Some small help from fiscal policy

We assume that 2H growth will be supported by some small-scale fiscal easing. We would expect countries to make full use of the standard escape clause enshrined in European rules that will provide some modest support. In the particular case of Germany we think a front-loading of the partial solidarity surcharge abolition to mid-year (from Jan-21) is now very likely. Our assumption on the fiscal modus operandi, therefore, remains: further deterioration first, partial and late repair second. Neither fiscal nor monetary easing can probably avoid 1H weakness, which is (to a very large extent) supply side-driven. But it can facilitate a quicker return to demand growth when disruptions fade and hence try to limit the permanent damage to activity levels. A stronger fiscal response would catch us as an “upward” surprise and could strengthen the very small and partial bounce-back in 4Q20.

The ECB probably cannot be ‘the game in town’
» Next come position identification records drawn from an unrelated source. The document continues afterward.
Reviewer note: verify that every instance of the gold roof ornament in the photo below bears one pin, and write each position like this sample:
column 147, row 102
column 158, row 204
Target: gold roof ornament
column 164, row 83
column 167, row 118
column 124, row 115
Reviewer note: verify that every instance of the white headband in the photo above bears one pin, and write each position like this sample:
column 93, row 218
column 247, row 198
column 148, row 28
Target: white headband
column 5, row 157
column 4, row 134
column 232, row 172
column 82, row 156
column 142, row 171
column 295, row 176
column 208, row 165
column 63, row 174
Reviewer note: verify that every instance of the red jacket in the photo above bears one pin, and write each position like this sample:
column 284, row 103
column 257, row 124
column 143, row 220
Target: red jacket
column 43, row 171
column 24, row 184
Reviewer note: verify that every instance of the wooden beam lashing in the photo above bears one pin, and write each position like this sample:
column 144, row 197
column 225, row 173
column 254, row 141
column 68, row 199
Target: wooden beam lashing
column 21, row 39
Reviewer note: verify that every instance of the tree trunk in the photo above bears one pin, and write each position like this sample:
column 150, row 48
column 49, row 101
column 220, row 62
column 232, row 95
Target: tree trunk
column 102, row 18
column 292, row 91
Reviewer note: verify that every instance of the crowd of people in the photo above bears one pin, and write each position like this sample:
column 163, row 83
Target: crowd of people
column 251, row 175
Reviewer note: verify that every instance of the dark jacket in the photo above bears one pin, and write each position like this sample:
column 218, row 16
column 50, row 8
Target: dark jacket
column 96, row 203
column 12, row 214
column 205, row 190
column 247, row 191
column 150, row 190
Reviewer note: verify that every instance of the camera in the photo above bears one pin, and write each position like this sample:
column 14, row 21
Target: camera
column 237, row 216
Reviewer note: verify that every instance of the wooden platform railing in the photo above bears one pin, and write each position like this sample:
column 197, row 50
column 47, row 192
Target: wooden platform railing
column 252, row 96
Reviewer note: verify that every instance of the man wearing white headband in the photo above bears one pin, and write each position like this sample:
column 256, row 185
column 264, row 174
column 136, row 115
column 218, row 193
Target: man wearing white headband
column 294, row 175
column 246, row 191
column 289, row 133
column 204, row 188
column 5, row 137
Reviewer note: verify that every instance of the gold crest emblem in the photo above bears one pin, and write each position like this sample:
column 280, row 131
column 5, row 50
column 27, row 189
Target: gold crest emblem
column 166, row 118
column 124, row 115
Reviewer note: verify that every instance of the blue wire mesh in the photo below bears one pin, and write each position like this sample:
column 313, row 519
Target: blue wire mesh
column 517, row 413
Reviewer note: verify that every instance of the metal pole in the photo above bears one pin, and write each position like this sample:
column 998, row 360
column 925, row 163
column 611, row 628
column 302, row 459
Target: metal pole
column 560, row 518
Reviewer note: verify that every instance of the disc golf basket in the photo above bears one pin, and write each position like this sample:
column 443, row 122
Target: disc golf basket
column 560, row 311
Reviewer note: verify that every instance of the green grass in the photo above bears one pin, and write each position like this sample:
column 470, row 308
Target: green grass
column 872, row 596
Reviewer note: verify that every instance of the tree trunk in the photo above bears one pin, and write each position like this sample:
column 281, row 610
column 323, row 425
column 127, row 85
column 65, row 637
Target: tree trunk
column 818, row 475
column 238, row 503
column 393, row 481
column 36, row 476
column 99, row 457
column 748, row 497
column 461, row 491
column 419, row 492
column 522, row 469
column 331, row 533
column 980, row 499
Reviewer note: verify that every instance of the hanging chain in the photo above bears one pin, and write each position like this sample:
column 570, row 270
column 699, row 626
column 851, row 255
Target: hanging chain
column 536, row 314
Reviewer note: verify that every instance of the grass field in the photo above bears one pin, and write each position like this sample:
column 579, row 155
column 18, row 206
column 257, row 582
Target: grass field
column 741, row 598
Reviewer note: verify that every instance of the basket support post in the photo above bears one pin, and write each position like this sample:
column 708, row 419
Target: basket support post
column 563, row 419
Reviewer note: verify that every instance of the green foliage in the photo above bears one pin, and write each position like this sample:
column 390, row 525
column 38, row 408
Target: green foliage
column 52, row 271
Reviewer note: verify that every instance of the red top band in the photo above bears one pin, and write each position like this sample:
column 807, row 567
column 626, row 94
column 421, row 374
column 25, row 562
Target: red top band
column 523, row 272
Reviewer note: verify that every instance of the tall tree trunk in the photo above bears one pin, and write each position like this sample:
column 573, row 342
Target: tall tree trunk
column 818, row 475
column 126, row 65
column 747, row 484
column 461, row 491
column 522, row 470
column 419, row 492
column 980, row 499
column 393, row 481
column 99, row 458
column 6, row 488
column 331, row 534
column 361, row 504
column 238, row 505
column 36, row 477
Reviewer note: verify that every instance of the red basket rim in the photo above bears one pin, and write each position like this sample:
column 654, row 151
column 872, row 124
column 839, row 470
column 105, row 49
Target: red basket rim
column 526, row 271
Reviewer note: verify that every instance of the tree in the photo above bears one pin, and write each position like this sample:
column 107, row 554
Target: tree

Markets are pricing a 10bp depo rate cut – we still think the bar for this is high. At EURUSD around 1.08 in spite of three Fed cuts being priced and increasing ECB talk of “side effects”, we find another depo rate cut counter-intuitive. The “automatic stabiliser” embedded in forward guidance means low rates for even longer, and that may make corrective action to avoid negative effects of negative deposit rates on bank lending even more necessary – we stick to our call for more generous tiering in 2H20. We cannot rule out the ECB reacting with a small increase in monthly purchases to EUR30bn by the summer (mostly through more private sector purchases), if disruptions go beyond our expectations. But even that, we think, should not be the base case at this juncture.

It goes beyond Europe

This is part of a global revision. We forecast 1Q global growth of less than 1% qoq saar and we cut full year growth from 3.1% to 2.8%. The forecast assumes China gradually returns to work in the coming weeks and there are sporadic outbreaks outside China, triggering strong quarantining measures and further pressure on confidence. Despite a second half recovery, there will be some permanent damage.